Can you say why you think AUP is “pointless” for Alignment? It seems to me attaining cautious behavior out of a reward learner might turn out to be helpful. Overall my intuition is it could turn out to be an essential piece of the puzzle.
I can think of one or two reasons myself, but I barely grasp the finer points of AUP as it is, so speculation on my part here might be counterproductive.
Can you say why you think AUP is “pointless” for Alignment?
Off-the-cuff:
AUP, or any other outer objective function / reward function scheme, relies on having any understanding at all of how to transmute outer reward schedules (e.g. the AUP reward function + training) into internal cognitive structures (e.g. a trained policy which reliably doesn’t take actions which destroy vases) which are stable over time (e.g. the policy “cares about” not turning into an agent which destroys vases).
And if we knew how to do that, we could probably do a lot more exciting things than impact-limited agents; we probably would have just solved a lot of alignment in one fell swoop.
I think I have some ideas of how this happens in people, and how we might do it for AGI.
Even if impact measures worked, I think we really want an AI which can perform a pivotal act, or at least something really important and helpful (Eliezer often talks about the GPU-melting; my private smallest pivotal act is not that, though).
Impact measures probably require big competitiveness hits, which twins with the above point.
I can think of one or two reasons myself, but I barely grasp the finer points of AUP as it is, so speculation on my part here might be counterproductive.
Please go ahead and speculate anyways. Think for yourself as best you can, don’t defer to me, just mark your uncertainties!
I have said nice things about AUP in the past (in past papers I wrote) and I will continue to say them. I can definitely see real-life cases where adding an AUP term to a reward function makes the resulting AI or AGI more aligned. Therefore, I see AUP as a useful and welcome tool in the AI alignment/safety toolbox. Sure, this tool alone does not solve every problem, but that hardly makes it a pointless tool.
From your off-the-cuff remarks, I am guessing that you are currently inhabiting the strange place where ‘pivotal acts’ are your preferred alignment solution. I will grant that, if you are in that place, then AUP might appear more pointless to you than it does to me.
Not sure what I was thinking about, but probably just that my understanding is that “safe AGI via AUP” would have to penalize the agent for learning to achieve anything not directly related to the end goal, and that might make it too difficult to actually achieve the end goal when e.g. it turns out to need tangentially related behavior.

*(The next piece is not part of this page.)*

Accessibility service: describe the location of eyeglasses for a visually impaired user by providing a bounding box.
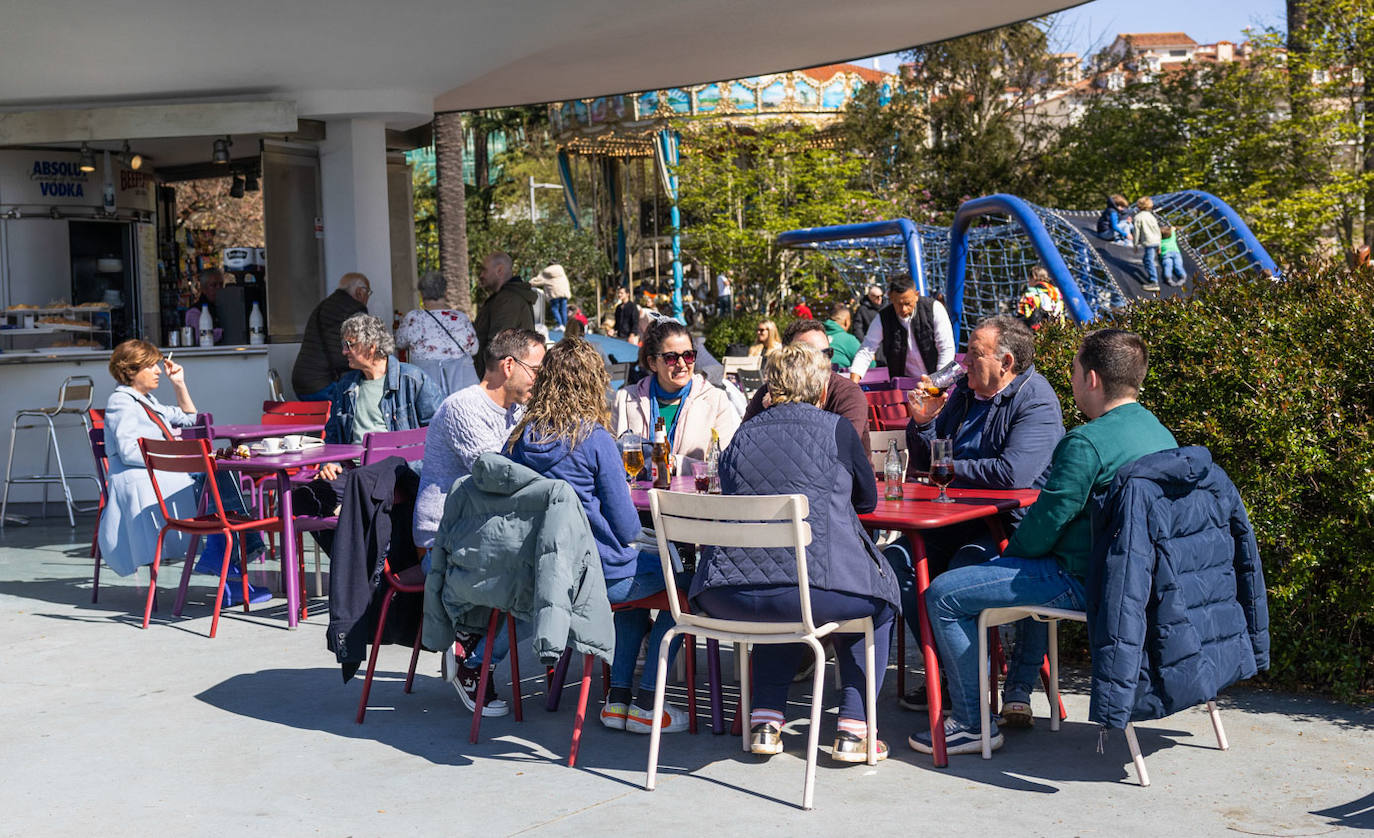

Your “social dynamics” section encouraged me to be bolder sharing my own ideas on this forum, and I wrote up some stuff today that I’ll post soon, so thank you for that!
That was an inspiring and enjoyable read!
Can you say why you think AUP is “pointless” for Alignment? It seems to me attaining cautious behavior out of a reward learner might turn out to be helpful. Overall my intuition is it could turn out to be an essential piece of the puzzle.
I can think of one or two reasons myself, but I barely grasp the finer points of AUP as it is, so speculation on my part here might be counterproductive.
Off-the-cuff:
AUP, or any other outer objective function / reward function scheme, relies on having any understanding at all of how to transmute outer reward schedules (e.g. the AUP reward function + training) into internal cognitive structures (e.g. a trained policy which reliably doesn’t take actions which destroy vases) which are stable over time (e.g. the policy “cares about” not turning into an agent which destroys vases).
And if we knew how to do that, we could probably do a lot more exciting things than impact-limited agents; we probably would have just solved a lot of alignment in one fell swoop.
I think I have some ideas of how this happens in people, and how we might do it for AGI.
Even if impact measures worked, I think we really want an AI which can perform a pivotal act, or at least something really important and helpful (Eliezer often talks about the GPU-melting; my private smallest pivotal act is not that, though).
Impact measures probably require big competitiveness hits, which twins with the above point.
Please go ahead and speculate anyways. Think for yourself as best you can, don’t defer to me, just mark your uncertainties!
I have said nice things about AUP in the past (in past papers I wrote) and I will continue to say them. I can definitely see real-life cases where adding an AUP term to a reward function makes the resulting AI or AGI more aligned. Therefore, I see AUP as a useful and welcome tool in the AI alignment/safety toolbox. Sure, this tool alone does not solve every problem, but that hardly makes it a pointless tool.
From your off-the-cuff remarks, I am guessing that you are currently inhabiting the strange place where ‘pivotal acts’ are your preferred alignment solution. I will grant that, if you are in that place, then AUP might appear more pointless to you than it does to me.
Not sure what I was thinking about, but probably just that my understanding is that “safe AGI via AUP” would have to penalize the agent for learning to achieve anything not directly related to the end goal, and that might make it too difficult to actually achieve the end goal when e.g. it turns out to need tangentially related behavior.
Your “social dynamics” section encouraged me to be bolder sharing my own ideas on this forum, and I wrote up some stuff today that I’ll post soon, so thank you for that!